Na primeira vez que fiz algo estupido e imprudente, minha mãe me acobertou e me fez prometer que jamais faria algo parecido de novo.

Na dia em questão, mamãe estaria ocupada durante toda a manhã com as visitas femininas de outros distritos — não que ela gostasse daquelas mulheres que a julgavam pelas costas, mas porque como esposa de um futuro rei prestes a dar seu golpe ela precisava agradar aquelas que dividiam a cama com os aliados de Eros —, já meu pai estaria o tempo todo enfiado em seu escritório no meio de inúmeras reuniões e planejamentos daquilo que em poucos meses viria a ser nossa ruína, enquanto eu acabei ficando com minha babá caolha, preguiçosa, lerda e particularmente velha, ou seja, seria o momento perfeito para por em prática aquilo que há quase um ano desejara: escapar para o lado de fora das muralhas que cercavam o forte de Bacco.

Eu não ia muito para o lado de fora e em todas as vezes que o fiz sempre precisava estar acompanhado de um dos meus pais e outras dezenas de guardas, afinal o único herdeiro deveria ser protegido a todo custo, mas isso me impossibilitava de realmente conhecer todos que viviam sob nossa proteção, o nosso povo e principalmente: Aart e Sage.

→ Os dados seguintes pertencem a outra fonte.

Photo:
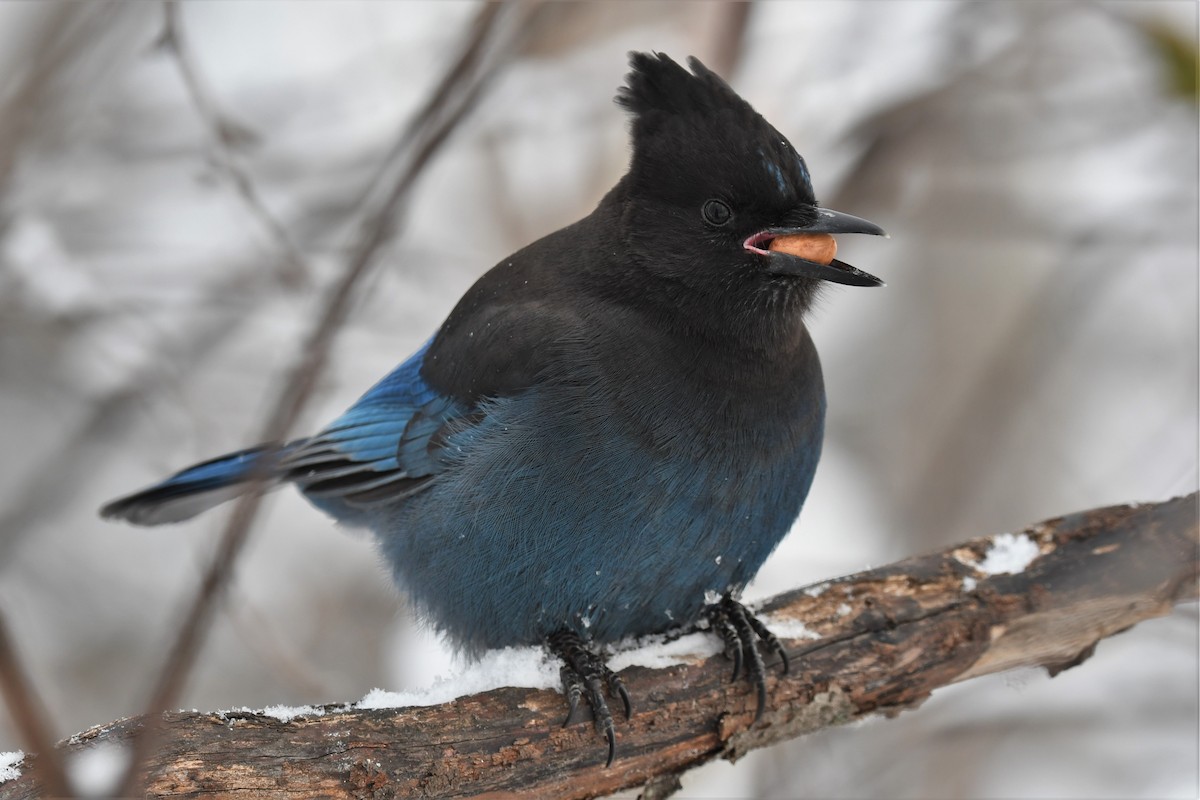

Os dois viviam além dos muros, o que limitava o quão juntos podíamos ficar um do outro, além de dificultar que eu soubesse coisas sobre eles. O máximo que faziam quando me visitavam escondido — entrando na fortaleza como ajudantes de homens mais velhos — era contar sobre suas aventuras do lado de fora, o que só fazia aumentar o meu desejo e por fim eu achara a oportunidade perfeita e estava determinado a não desperdiçar.

Então me preparei para executar o plano e roubei uma das misturas que mamãe usava para cair num sono profundo mais rápido, esperei que a babá chegasse e implorei para que fizéssemos um piquenique no pequeno jardim que ficava nos fundos da propriedade. Travesso, ofereci a ela um copo de suco misturado com o liquido do pequeno frasco surrupiado e disfarçando com brincadeiras bobas a esperei encostar numa das árvores e adormecer. Quando me certifiquei de que a babá não me ouviria partir, recolhi as comidas — para levar aos meus amigos —, vesti um manto marrom claro velho que comprei de um dos empregados que havia escondido ali antes de irmos e parti para os portões da fortificação, determinado a retornar antes que alguém sentisse minha falta.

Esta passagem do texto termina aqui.